The reporter attempted to inquire about the performance of VUSE’s subscription plan since its launch, but had not received a response from British American Tobacco by the time of writing.
Returning to the core issue, the subscription model itself is a bulk purchase where subscribers commit to purchasing more than their immediate needs to get a lower price per unit. In exchange, businesses offer a portion of the gross profit in exchange for subscriber loyalty and relatively stable purchase frequency and volume.
However, this core concept of “loyalty” brings up another paradox: in the UK, as a “nicotine harm-reduction product,” the ultimate goal is to help smokers who previously consumed cigarettes quit nicotine dependence using new tobacco products.

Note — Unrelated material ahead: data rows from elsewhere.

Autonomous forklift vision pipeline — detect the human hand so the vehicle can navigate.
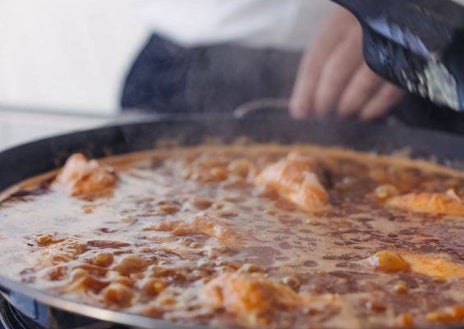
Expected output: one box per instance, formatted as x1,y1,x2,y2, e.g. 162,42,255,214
290,8,404,120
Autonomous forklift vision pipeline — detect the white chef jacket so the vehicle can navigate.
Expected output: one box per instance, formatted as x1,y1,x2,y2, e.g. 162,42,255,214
0,0,332,114
0,0,464,114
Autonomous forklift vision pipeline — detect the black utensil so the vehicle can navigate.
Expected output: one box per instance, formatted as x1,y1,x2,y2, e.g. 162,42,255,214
333,0,464,112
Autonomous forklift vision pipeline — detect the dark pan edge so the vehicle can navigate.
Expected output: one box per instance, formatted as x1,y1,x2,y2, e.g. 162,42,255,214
0,114,464,329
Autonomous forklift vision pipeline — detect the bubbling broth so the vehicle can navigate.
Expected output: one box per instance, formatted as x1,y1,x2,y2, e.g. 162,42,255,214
0,145,464,329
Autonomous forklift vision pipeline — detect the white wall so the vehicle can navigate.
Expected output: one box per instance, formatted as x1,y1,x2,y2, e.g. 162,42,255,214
0,0,147,114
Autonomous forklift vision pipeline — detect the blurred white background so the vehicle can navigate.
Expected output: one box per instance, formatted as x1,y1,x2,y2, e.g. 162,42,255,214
0,0,148,148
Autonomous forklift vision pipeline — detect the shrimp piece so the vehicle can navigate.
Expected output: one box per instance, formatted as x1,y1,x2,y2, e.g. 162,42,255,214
201,273,304,327
387,190,464,216
370,250,464,280
52,153,116,197
255,154,329,211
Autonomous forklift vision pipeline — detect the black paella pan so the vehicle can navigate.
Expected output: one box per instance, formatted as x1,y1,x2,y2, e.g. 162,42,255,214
0,111,464,329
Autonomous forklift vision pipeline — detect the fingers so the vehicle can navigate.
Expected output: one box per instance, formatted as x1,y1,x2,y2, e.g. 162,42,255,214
359,83,404,121
337,62,384,117
314,27,362,116
290,10,354,118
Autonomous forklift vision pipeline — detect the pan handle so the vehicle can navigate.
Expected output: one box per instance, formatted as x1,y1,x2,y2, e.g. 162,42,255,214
233,98,290,119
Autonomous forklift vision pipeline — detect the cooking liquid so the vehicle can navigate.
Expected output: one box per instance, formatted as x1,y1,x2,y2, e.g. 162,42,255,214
0,145,464,328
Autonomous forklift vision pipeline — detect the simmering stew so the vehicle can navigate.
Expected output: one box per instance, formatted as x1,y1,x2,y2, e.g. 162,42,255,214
0,145,464,329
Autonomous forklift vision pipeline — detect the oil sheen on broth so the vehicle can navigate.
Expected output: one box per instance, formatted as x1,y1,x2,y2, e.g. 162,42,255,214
0,145,464,328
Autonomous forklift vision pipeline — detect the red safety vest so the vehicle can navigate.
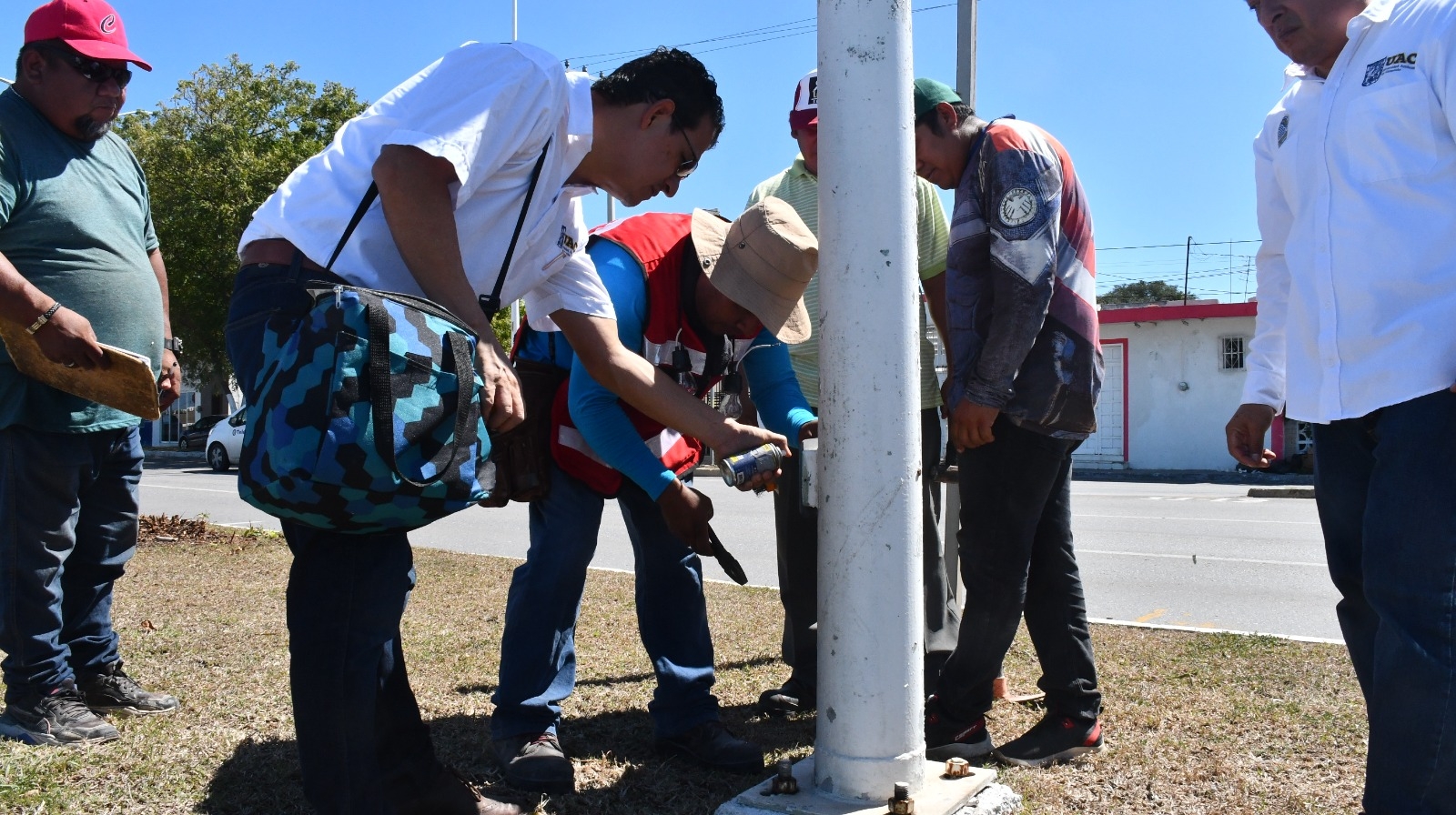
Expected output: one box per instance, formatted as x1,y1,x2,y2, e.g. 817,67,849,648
551,213,733,498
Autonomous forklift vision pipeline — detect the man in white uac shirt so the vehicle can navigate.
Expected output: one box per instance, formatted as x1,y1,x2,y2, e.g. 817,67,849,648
1228,0,1456,815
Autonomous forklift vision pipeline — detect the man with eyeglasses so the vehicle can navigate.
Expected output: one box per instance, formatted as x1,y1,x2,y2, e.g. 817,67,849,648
226,42,786,813
0,0,182,745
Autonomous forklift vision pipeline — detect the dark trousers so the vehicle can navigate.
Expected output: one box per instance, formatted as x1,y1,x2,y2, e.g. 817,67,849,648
939,417,1102,719
226,264,439,815
0,425,141,701
774,408,961,693
1315,390,1456,815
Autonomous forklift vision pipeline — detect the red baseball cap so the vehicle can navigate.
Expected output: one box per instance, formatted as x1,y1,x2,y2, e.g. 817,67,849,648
789,68,818,129
25,0,151,71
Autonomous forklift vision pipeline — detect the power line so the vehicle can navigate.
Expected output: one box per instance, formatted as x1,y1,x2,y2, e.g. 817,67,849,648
1097,240,1259,252
566,3,956,63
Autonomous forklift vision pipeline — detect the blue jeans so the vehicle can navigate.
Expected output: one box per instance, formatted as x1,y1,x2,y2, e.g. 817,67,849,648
1315,390,1456,815
228,265,439,815
0,427,141,701
490,466,718,738
939,415,1102,719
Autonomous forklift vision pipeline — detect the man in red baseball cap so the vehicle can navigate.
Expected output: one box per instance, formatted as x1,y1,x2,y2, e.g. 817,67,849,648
0,0,182,762
25,0,151,71
15,0,151,141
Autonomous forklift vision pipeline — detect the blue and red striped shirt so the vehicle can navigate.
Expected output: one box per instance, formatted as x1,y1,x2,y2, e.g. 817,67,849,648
946,119,1102,438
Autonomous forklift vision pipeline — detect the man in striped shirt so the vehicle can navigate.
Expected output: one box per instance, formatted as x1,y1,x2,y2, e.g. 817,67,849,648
748,70,961,715
915,78,1102,767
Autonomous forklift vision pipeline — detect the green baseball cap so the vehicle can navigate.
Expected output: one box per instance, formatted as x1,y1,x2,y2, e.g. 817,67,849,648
915,77,961,119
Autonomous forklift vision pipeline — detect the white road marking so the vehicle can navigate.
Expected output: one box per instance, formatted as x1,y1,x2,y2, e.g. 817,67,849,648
1077,548,1330,569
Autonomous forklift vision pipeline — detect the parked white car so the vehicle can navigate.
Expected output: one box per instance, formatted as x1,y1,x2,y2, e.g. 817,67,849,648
207,410,248,473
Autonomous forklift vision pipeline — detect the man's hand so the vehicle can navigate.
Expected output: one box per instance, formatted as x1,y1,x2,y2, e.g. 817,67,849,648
157,351,182,410
657,478,713,556
951,398,1000,451
35,306,111,369
1223,401,1281,468
475,332,526,431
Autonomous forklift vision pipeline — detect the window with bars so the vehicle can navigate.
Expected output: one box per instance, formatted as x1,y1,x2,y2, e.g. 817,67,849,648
1218,337,1245,371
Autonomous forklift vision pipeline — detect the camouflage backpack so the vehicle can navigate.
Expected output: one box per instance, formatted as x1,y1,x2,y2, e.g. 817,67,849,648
238,138,551,533
238,286,495,533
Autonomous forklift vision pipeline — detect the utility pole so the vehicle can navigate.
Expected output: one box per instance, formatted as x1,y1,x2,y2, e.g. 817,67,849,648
718,0,995,815
956,0,978,111
1184,235,1192,306
505,0,521,337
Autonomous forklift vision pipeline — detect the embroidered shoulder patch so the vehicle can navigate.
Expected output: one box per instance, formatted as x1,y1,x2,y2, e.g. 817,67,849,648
996,186,1041,227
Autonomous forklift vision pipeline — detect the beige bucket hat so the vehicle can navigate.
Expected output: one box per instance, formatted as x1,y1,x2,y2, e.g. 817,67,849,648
693,198,818,345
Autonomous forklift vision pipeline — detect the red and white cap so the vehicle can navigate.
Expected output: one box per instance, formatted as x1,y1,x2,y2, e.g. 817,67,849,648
789,68,818,129
25,0,151,71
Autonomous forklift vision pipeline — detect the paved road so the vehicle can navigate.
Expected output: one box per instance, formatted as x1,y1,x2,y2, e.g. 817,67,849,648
141,458,1340,639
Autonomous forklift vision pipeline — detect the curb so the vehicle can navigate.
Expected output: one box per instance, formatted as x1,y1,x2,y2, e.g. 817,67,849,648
141,447,207,463
1249,486,1315,498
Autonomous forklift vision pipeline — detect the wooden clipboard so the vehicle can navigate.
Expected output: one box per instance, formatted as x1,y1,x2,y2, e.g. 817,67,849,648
0,320,162,419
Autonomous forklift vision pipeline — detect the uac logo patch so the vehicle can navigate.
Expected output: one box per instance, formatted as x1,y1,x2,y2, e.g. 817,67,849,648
1360,51,1417,87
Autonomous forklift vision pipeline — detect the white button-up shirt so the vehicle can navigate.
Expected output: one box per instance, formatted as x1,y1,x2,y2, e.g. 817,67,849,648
238,42,614,330
1243,0,1456,422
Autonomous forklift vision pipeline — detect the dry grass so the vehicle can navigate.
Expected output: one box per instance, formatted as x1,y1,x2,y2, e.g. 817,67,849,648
0,521,1364,815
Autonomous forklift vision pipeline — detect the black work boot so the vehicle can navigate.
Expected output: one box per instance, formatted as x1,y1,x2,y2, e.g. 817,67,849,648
657,720,763,773
495,732,577,795
77,659,177,716
0,679,121,747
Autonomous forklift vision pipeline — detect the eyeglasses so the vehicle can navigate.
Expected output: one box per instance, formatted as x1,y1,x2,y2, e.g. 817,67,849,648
672,119,697,177
41,48,131,87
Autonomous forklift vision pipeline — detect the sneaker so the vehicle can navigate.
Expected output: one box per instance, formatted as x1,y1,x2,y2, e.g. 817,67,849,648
77,659,177,716
495,733,577,795
925,696,995,764
759,677,817,716
0,679,121,747
657,720,763,773
396,766,526,815
996,713,1102,767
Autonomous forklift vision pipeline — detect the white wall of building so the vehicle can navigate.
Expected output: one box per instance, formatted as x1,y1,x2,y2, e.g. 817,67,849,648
1101,306,1254,470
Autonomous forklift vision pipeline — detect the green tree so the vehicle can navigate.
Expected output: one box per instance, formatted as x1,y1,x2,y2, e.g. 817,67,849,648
1097,281,1184,306
116,54,366,408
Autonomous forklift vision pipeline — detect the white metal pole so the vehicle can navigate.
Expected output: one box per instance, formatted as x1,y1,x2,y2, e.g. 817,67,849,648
956,0,977,111
511,0,521,342
814,0,926,803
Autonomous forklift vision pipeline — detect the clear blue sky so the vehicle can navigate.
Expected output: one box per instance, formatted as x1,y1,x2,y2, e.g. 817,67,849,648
0,0,1286,300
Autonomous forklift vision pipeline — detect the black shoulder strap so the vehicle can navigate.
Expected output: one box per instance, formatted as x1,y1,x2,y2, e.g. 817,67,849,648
480,138,551,317
325,138,551,311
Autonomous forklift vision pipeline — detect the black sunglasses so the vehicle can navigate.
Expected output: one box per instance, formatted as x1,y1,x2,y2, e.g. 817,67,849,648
38,48,131,87
672,118,697,177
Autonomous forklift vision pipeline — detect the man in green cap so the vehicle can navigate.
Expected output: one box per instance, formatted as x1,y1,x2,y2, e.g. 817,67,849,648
915,78,1102,767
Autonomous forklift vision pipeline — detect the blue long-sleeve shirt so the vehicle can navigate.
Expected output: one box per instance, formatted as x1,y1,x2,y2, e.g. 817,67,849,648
520,240,814,499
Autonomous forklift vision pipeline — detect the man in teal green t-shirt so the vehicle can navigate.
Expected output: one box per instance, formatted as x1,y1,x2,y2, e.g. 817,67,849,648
0,0,182,744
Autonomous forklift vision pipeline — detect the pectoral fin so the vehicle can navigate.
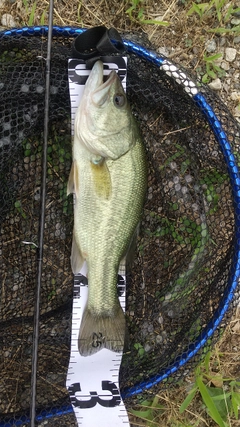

But with VUSE’s UK subscription plan, the minimum quantity is 15 pods per month. Based on a nicotine concentration of 10mg/mL and 2mL per pod, this results in a monthly nicotine intake of 300mg, which is hard to argue as being within a healthy range.
This marketing tactic of encouraging consumers to purchase more nicotine products and prepay raises the question: does it conflict with the UK government’s original goal? Will it spark a new round of debate in British society once the volume increases?
The reporter will continue to track the development of subscription-based sales models for new nicotine products.